で、どのグループのプレゼンに対しても社長は、「その発想は面白い。実は、◯◯という場所でこんなことをやろうとしているのだが、それに近いかも」とか「我々の業界では◯◯というのですが、それと近いですよね」などと臨機応変なコメントをくれます。

で、なんと最後に、「みなさんが準備してるのを見て、自分も新店舗のアイディアを思いついた」といって、いきなり即興のプレゼンを始めたのです。

社長が提案するコンセプトは「大学生とお年寄りが出会う店」。「食ってなんだろうって考えたときに、それはコミュニケーションだろうと思う」という言葉から始まり、自己紹介から八幡の話と結びつけ、結局、お年寄りと若者って相性がいいんだけど、そういう人たちが出会う場ってないよね、お年寄りが調理し、学生と一緒になって食事をするようなお店ができたらどうなるんだろうという夢のような話を語りだしたのです。

特に最後が面白かった。店舗のロケーションとかコンセプトとか、そういうフードビジネスに常識的な話はすっとばし、「◯◯とみこさん、68歳。子供は◯◯大学に行って東京で仕事をしています。地元ではあんまり仕事が無いから仕方ないけど、夫と二人暮らしですることもなく、食事といえば一つのお弁当を二人で分けて食べるだけで、寂しいと思ってました。でも、このレストランで働き出して、学生さんの顔を見ながら料理をしたり、一緒に食事をとったりするうちに、『ああ、これは自分の第二の人生として与えられた仕事であり喜びなんだなあ』と感じるのです」という架空のレストランで働いている女性の手記で締めたのです。

模造紙もパワポも何も使わないで、即興で語ってくれた3〜4分程度のプレゼンなのですが、我々の頭の中にはくっきりとそのお店で働く人達の様子や、そこで食事をしている学生たちの顔が浮かびます。なんとすごいプレゼン。「夢を語る」とは自分がやりたいこと、自分のアイディアを語るのではなく、そこで実現されるものに関わる人々の思いをイメージすることなんだ、ということを明確に僕たちに示してくれただけでなく、そのイメージ喚起力に一同驚嘆し、拍手喝采でした。

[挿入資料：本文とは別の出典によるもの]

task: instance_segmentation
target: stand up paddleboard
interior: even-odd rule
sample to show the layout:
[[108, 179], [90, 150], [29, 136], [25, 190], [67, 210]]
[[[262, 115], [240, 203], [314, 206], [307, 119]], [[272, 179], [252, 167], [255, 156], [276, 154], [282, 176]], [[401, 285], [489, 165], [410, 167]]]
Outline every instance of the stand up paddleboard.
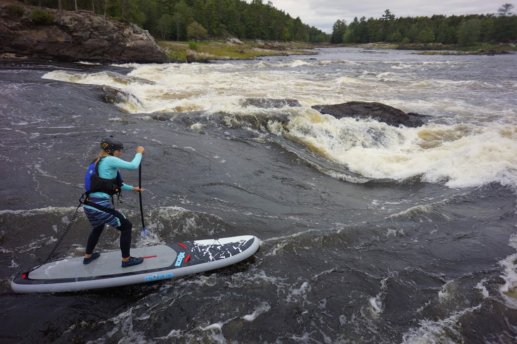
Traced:
[[74, 291], [172, 278], [235, 264], [260, 245], [256, 237], [241, 236], [131, 248], [144, 262], [128, 268], [120, 266], [120, 251], [103, 252], [87, 264], [79, 257], [33, 268], [15, 276], [11, 288], [17, 293]]

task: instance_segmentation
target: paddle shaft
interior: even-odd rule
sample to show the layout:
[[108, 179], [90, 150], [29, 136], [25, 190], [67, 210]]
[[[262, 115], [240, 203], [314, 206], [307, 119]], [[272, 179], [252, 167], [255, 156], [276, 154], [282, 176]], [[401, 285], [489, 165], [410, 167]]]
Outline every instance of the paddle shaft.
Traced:
[[[142, 163], [138, 167], [138, 187], [142, 189]], [[142, 230], [145, 232], [145, 225], [144, 224], [144, 208], [142, 206], [142, 193], [139, 192], [139, 196], [140, 196], [140, 214], [142, 215]]]

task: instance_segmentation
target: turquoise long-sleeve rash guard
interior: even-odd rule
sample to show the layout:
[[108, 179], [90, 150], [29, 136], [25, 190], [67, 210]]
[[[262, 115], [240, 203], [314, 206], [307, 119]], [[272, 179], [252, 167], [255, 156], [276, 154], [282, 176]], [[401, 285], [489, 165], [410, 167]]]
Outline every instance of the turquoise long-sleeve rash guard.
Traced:
[[[99, 176], [107, 179], [113, 179], [117, 177], [117, 171], [119, 168], [121, 169], [133, 170], [138, 168], [142, 161], [142, 153], [137, 153], [134, 155], [134, 158], [131, 162], [125, 161], [113, 156], [106, 157], [99, 163]], [[122, 183], [123, 190], [132, 191], [133, 186], [127, 184]], [[109, 198], [110, 195], [103, 192], [94, 192], [90, 194], [90, 197], [102, 197]]]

もちろん実際のビジネスでは、売上-コスト=利益という図式に落としこんでいくわけですから、こんな夢だけで話が終わらないことは当然です。でも、実現可能性とかは脇においても、普段から、新しいお店、新しい取り組みを始めるとき、社長の頭の中にあるのはこういうことなんだろうなあ、そしてこういうイメージを語るから、従業員がみんなが付いていくんだろうし、お店が成功するんだろうなあということが容易に想像されます。

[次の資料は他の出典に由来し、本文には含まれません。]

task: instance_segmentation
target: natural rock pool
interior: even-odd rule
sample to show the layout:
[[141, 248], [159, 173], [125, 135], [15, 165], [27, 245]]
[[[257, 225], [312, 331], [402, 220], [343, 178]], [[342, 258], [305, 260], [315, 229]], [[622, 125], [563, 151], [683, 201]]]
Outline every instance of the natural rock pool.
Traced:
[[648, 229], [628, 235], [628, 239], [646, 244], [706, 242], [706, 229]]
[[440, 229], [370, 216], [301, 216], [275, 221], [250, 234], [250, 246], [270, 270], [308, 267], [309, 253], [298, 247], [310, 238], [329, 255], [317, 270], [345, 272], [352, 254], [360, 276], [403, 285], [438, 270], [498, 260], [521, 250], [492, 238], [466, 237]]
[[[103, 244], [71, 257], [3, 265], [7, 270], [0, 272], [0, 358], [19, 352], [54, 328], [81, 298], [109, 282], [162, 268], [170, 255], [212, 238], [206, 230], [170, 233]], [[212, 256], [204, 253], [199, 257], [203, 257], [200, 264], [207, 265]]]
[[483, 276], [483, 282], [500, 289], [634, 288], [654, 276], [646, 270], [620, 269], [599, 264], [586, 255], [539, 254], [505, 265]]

仮にこういう企業と連携して授業やゼミができるとしたら、僕は経営学とかマーケティングではなく、「キャリアデザイン」だろうと思います。知識の暗記力ではなく活用力。最初に社長から課題を出され、店舗や農園などをフィールドに様々な調査を行い、自分たちで構想を立案し、最後に社長の前でプレゼンするという授業。で、社長からおだてられて舞い上がったあとで、自分たちの何百倍もすごいプレゼンを最後に見せつけられてへこんで終わる。そうしたプロセスを通じて、学生が学ぶことはものすごくあるはずです。

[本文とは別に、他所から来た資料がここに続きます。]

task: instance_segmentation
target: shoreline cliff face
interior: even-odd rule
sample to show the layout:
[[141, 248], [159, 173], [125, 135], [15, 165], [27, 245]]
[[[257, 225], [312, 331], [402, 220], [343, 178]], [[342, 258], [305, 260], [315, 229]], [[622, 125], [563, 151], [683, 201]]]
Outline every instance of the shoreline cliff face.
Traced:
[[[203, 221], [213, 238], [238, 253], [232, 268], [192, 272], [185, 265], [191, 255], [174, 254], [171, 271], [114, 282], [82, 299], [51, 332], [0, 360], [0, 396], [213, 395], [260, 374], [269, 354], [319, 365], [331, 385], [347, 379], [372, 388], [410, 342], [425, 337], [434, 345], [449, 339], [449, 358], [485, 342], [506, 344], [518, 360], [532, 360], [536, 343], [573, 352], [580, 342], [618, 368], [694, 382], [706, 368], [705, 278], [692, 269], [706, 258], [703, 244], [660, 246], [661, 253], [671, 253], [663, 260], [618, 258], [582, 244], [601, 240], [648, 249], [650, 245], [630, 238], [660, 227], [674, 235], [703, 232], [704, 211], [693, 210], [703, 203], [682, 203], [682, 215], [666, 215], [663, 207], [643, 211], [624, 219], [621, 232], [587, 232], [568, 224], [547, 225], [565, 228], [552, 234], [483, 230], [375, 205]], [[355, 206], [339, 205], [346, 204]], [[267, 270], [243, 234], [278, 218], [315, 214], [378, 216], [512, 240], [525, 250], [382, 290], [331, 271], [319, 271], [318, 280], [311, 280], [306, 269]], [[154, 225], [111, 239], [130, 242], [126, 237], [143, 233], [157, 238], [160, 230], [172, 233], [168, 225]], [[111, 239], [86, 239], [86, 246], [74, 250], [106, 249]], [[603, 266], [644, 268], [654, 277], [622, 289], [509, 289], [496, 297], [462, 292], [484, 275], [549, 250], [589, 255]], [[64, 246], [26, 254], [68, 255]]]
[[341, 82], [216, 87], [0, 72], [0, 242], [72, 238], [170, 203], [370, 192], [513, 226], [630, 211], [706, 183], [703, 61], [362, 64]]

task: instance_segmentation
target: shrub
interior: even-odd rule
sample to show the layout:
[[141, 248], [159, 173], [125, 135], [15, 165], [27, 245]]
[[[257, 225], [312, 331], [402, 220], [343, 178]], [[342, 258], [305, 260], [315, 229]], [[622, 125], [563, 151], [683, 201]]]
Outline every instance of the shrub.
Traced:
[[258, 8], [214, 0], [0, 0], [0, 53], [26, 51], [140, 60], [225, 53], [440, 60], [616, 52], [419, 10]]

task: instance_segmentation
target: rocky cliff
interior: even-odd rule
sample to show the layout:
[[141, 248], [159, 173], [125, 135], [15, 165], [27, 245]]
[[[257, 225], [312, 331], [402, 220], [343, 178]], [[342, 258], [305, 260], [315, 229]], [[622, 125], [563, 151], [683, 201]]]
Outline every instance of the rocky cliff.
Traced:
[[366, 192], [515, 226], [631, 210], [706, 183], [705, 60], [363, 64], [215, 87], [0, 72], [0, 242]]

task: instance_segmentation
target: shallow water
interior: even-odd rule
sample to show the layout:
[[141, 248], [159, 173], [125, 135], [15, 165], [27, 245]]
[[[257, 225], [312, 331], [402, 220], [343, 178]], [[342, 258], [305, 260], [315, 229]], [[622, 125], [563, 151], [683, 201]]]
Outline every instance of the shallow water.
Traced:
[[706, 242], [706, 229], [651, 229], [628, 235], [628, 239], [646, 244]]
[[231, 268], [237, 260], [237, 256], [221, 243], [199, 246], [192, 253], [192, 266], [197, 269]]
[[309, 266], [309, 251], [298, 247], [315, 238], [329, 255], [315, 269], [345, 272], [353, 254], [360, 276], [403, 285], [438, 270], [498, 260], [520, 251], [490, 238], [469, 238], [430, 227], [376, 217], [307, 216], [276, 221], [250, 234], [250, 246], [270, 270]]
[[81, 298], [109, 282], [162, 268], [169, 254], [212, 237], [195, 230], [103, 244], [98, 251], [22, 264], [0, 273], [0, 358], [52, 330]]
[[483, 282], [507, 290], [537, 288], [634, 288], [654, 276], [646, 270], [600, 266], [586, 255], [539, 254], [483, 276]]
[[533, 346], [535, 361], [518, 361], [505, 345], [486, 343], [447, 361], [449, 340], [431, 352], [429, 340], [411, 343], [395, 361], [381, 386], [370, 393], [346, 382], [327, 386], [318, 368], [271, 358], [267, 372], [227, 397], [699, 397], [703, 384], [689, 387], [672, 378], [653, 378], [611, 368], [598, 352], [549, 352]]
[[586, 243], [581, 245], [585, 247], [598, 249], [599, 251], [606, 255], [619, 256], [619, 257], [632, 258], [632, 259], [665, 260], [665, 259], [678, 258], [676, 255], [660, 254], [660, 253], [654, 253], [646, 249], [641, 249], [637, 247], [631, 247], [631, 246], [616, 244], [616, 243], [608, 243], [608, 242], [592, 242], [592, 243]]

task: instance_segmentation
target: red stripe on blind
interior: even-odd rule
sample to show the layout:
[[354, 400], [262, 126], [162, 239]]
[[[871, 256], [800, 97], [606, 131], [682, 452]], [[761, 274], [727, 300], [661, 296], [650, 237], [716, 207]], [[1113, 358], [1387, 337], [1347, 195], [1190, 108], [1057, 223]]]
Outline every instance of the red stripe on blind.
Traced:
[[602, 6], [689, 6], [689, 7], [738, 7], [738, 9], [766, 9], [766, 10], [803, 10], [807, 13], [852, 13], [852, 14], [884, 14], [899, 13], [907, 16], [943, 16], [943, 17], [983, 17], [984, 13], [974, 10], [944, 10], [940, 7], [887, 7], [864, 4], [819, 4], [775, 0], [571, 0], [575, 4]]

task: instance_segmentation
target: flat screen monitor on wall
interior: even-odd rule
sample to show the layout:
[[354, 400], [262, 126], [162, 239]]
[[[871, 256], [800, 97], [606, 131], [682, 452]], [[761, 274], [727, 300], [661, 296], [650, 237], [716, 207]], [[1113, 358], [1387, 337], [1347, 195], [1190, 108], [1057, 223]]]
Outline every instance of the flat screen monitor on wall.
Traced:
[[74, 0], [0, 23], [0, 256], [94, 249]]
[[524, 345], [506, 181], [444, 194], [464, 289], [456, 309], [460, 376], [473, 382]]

逆に、経営学の人から見ると、この社長のプレゼンからは、経営学的視点が感じられてなくって、物足りないだろうなあと思います。でも、経営学の知識と企業が経営できることは別なのです。中小企業の大半は、経営学の知識は必要条件ですらないでしょう。そういう世界に入ろうとする学生たちは、やはり「大学で学ぶことって何なんだろう」と立ち止まって考える必要があるでしょうし、教員も「自分たちが提供している知識は何のためのものなんだろう」と自省するべきだと考えます。

「仕事で不可欠なことは顧客のニーズを想像することです」と言葉で伝えても、言葉そのものの意味は理解できても、その言葉通りに自分が思考できるかということは別の次元です。「顧客満足度」「従業員満足度」というキーワードを使って文章を作成できることと、社長をプレゼンを見て「ああ、自分たちのプレゼンに足りなかったのはこれなのか」と実感すること。どちらの方が、深い学びになるでしょうか。

大学と企業が連携してこういう授業をやることに対して、違和感を感じる人はまだまだ多いでしょう。やり方によっては浅薄なものになってしまう危険性もあります。でも、地域の中でキラリと光る企業を大学とつなぎ、学生を育てるための材料やフィールドを提供してもらうという取組の重要性は、この研修を通じて、本学では多くの教員に共有されたような気がします。


ということで、次は「夢の実現」ですね。とりあえず一里塚は突破したかなと。